Toyota Technological Institute at Chicago (TTIC)
Performance of Johnson-Lindenstrauss Transform for k-Means and k-Medians Clustering
Consider an instance of Euclidean k-means or k-medians clustering. We show that the cost of the optimal solution is preserved up to a factor of (1+ε) under a projection onto a random O(log(k/ε)/ε^2)-dimensional subspace. Further, the cost of every clustering is preserved within (1+ε). More generally, our result applies to any dimension reduction satisfying a mild sub-Gaussian-tail condition. Our bound on the dimension is nearly optimal. Additionally, our result applies to Euclidean k-clustering with the distances raised to the p-th power for any constant p.
For k-means, our result resolves an open problem posed by Cohen, Elder, Musco, Musco, and Persu (STOC 2015); for k-medians, it answers a question raised by Kannan.
Based on a joint work with Konstantin Makarychev and Ilya Razenshteyn.
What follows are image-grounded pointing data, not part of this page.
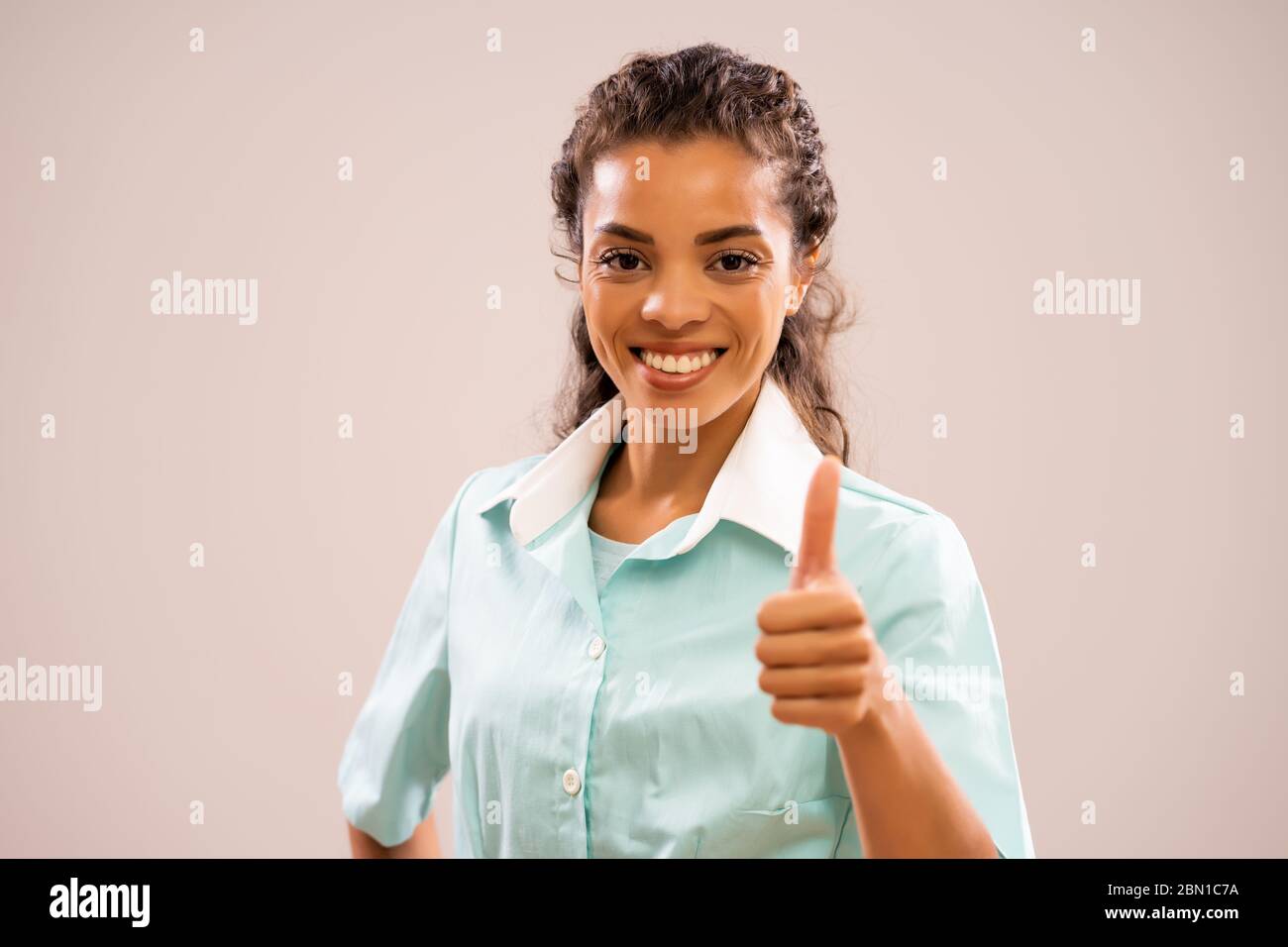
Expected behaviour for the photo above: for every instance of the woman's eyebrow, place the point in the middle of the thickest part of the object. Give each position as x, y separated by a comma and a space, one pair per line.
706, 237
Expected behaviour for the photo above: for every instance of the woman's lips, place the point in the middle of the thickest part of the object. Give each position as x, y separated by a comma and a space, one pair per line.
675, 380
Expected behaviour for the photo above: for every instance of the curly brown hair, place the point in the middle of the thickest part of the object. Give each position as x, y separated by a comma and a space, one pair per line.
712, 90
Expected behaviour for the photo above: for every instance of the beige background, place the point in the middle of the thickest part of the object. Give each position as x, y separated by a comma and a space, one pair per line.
220, 684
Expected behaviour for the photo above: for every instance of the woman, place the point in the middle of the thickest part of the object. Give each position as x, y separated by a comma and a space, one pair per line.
688, 630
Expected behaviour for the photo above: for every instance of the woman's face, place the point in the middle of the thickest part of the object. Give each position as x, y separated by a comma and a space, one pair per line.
687, 272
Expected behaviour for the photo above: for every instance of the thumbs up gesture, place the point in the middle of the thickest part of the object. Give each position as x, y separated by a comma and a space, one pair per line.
823, 667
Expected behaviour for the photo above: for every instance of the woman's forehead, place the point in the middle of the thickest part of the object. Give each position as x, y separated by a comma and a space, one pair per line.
682, 189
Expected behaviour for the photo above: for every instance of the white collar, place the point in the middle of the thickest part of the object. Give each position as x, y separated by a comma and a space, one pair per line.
760, 486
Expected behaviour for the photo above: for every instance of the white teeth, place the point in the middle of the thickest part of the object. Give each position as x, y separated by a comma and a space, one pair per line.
686, 364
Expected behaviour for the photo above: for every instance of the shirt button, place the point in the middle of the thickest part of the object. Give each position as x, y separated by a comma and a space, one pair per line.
572, 783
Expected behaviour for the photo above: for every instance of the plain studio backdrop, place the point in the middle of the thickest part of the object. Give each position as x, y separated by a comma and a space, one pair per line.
222, 684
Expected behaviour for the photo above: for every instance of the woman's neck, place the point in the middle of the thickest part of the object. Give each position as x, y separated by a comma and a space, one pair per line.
648, 486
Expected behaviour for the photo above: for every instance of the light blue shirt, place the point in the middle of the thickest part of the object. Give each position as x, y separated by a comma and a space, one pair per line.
605, 556
629, 722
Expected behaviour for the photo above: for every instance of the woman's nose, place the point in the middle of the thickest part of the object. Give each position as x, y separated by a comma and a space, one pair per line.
677, 299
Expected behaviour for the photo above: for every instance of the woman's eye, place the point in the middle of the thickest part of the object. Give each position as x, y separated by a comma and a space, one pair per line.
737, 262
630, 262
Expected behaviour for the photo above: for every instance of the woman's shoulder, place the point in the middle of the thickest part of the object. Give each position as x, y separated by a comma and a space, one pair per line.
488, 483
888, 531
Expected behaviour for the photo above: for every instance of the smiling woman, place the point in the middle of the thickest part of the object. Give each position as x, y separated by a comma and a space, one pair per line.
630, 647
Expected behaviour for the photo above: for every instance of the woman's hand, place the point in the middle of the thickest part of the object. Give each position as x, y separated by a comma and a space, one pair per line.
823, 665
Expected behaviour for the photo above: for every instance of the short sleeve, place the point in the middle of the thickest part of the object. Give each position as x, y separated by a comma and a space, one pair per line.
930, 616
397, 753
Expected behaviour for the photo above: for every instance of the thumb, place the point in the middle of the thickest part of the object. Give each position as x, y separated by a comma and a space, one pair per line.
818, 553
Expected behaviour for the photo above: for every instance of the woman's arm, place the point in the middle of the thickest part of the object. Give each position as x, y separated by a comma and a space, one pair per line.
421, 844
824, 668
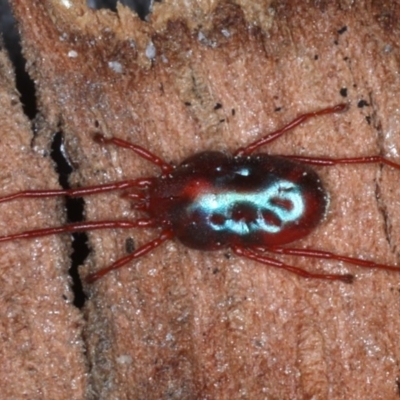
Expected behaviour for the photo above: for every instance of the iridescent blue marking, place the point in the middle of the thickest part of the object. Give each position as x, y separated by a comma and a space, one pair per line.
264, 200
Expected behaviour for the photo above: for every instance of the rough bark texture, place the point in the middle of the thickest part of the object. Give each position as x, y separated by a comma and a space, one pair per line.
41, 347
184, 324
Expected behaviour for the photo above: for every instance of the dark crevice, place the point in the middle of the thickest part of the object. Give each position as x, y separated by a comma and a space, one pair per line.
141, 7
75, 213
26, 88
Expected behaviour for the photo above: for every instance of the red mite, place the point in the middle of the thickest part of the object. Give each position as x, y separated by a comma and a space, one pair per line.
252, 204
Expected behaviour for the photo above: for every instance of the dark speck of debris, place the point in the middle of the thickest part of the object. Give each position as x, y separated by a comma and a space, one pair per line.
129, 245
398, 385
362, 103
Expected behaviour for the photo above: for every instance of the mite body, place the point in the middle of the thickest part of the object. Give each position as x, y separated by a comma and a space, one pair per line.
253, 204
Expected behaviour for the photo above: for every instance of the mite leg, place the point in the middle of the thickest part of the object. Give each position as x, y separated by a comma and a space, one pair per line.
142, 152
80, 227
327, 162
274, 135
253, 255
141, 251
89, 190
330, 256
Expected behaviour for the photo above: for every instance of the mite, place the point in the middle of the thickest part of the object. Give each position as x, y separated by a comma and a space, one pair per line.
253, 204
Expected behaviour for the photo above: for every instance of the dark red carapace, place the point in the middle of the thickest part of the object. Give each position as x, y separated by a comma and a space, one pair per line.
250, 203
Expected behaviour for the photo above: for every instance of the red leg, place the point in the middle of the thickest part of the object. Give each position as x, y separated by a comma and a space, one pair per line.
274, 135
81, 227
138, 183
326, 162
252, 255
330, 256
142, 152
141, 251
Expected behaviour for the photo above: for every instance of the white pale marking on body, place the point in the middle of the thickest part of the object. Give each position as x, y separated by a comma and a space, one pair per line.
265, 200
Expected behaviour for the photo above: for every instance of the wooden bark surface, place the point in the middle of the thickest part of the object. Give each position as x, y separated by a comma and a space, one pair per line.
184, 324
41, 347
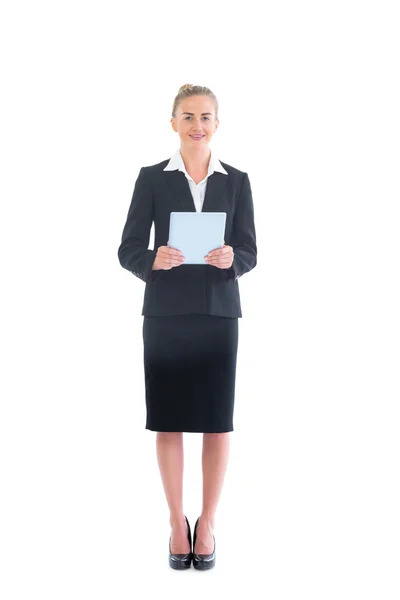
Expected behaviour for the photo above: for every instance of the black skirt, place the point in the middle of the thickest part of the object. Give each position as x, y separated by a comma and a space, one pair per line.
190, 371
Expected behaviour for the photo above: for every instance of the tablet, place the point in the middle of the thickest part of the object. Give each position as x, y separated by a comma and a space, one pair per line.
195, 234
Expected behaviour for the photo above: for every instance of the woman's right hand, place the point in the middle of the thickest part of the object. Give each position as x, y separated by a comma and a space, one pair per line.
167, 257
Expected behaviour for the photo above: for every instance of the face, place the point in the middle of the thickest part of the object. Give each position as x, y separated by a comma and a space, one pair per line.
196, 122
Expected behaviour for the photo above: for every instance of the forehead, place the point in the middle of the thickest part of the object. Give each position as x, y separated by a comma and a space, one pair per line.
197, 105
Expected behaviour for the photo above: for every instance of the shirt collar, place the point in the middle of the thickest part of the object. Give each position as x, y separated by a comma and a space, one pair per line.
176, 162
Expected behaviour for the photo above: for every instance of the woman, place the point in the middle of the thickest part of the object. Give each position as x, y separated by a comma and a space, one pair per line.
190, 325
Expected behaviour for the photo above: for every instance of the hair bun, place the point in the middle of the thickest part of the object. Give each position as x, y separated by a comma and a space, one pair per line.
185, 86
Speaker Bio: Yury Makarychev received his MS degree in Mathematics from Moscow State University in 2001 and his PhD degree in Computer Science from Princeton University in 2008. He spent the following two years as a Postdoctoral Researcher at Microsoft Research in Redmond, WA and Cambridge, MA.
Yury’s research interests include combinatorial optimization, approximation algorithms, semi-definite programming, and low-distortion metric embedding. He has recently worked on developing approximation algorithms for unique games, constraint satisfaction, graph partitioning, and vertex ordering problems, investigating tradeoffs between local and global properties of metric spaces, and studying lift-and-project hierarchies of mathematical relaxations.